Cadrage scientifique : une recherche littorale en mouvement face aux dynamiques de littoralisation

Comment construire scientifiquement le concept de littoral pour le mettre en politique en travaillant à partir d'une réalité si mouvante et instable ? On saisit d'emblée combien cette contradiction est source de difficultés de compréhension et de désaccords sur les thématiques auxquelles donner la priorité dans la conduite du programme. Si le terme de littoral paraît en effet à première vue évident pour nos contemporains, les notions et les systèmes de connaissances auxquels il renvoie ont considérablement évolué.

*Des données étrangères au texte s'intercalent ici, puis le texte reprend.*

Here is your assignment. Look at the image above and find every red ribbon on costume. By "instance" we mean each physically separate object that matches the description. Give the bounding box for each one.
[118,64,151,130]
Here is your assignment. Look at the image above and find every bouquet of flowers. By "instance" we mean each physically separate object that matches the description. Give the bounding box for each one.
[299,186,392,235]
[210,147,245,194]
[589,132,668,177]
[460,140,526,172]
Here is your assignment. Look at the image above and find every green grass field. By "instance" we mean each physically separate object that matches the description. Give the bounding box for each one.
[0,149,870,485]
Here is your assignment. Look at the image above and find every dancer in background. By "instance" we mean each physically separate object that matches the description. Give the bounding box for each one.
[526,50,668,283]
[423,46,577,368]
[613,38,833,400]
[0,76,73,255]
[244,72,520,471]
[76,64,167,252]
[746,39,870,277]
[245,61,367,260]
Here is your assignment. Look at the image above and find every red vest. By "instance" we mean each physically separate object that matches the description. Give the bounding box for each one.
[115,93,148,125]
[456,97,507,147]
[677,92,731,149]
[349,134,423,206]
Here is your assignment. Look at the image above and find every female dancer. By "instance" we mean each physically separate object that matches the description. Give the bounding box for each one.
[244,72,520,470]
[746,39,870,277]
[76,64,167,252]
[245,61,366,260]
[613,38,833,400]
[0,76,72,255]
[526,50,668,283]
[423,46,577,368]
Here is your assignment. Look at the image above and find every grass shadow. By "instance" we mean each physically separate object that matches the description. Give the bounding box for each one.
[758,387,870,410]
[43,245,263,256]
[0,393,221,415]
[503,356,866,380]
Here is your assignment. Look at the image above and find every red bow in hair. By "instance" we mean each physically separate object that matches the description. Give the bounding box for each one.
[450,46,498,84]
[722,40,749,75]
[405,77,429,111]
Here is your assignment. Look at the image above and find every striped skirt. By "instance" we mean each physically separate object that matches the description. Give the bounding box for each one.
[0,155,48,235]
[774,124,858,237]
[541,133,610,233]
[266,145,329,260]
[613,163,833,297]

Les choses semblaient sinon assez simples, du moins assez synchrones, au départ. La proximité entre la date de la loi littoral (19862) et le lancement du programme (1988) laisse supposer la prise de conscience d'une nécessité d'adossement des décisions publiques à la connaissance scientifique. Et, de fait, dès ce moment, cette loi dite de protection, d'aménagement et de mise en valeur du littoral balise bien la feuille de route d'un programme scientifique censé éclairer : d'une part, au moyen de l'écologie, les conditions de mise en protection et, d'autre part, au moyen de l'océanologie (associées toutes deux aux sciences sociales), les enjeux d'occupation de l'espace et d'exploitation des ressources.

Plusieurs chocs viennent cependant rendre rapidement beaucoup plus complexes les conditions d'articulation entre, d'un côté, une recherche sur le littoral dont les concepts et les méthodes sont au départ hérités des paradigmes de l'écologie des années 1960 et 1970, et, de l'autre, la demande sociale, politique, économique de connaissances exprimée par des acteurs publics inscrits dans un contexte d'urgence croissante pour répondre à la rapidité des mutations du littoral français.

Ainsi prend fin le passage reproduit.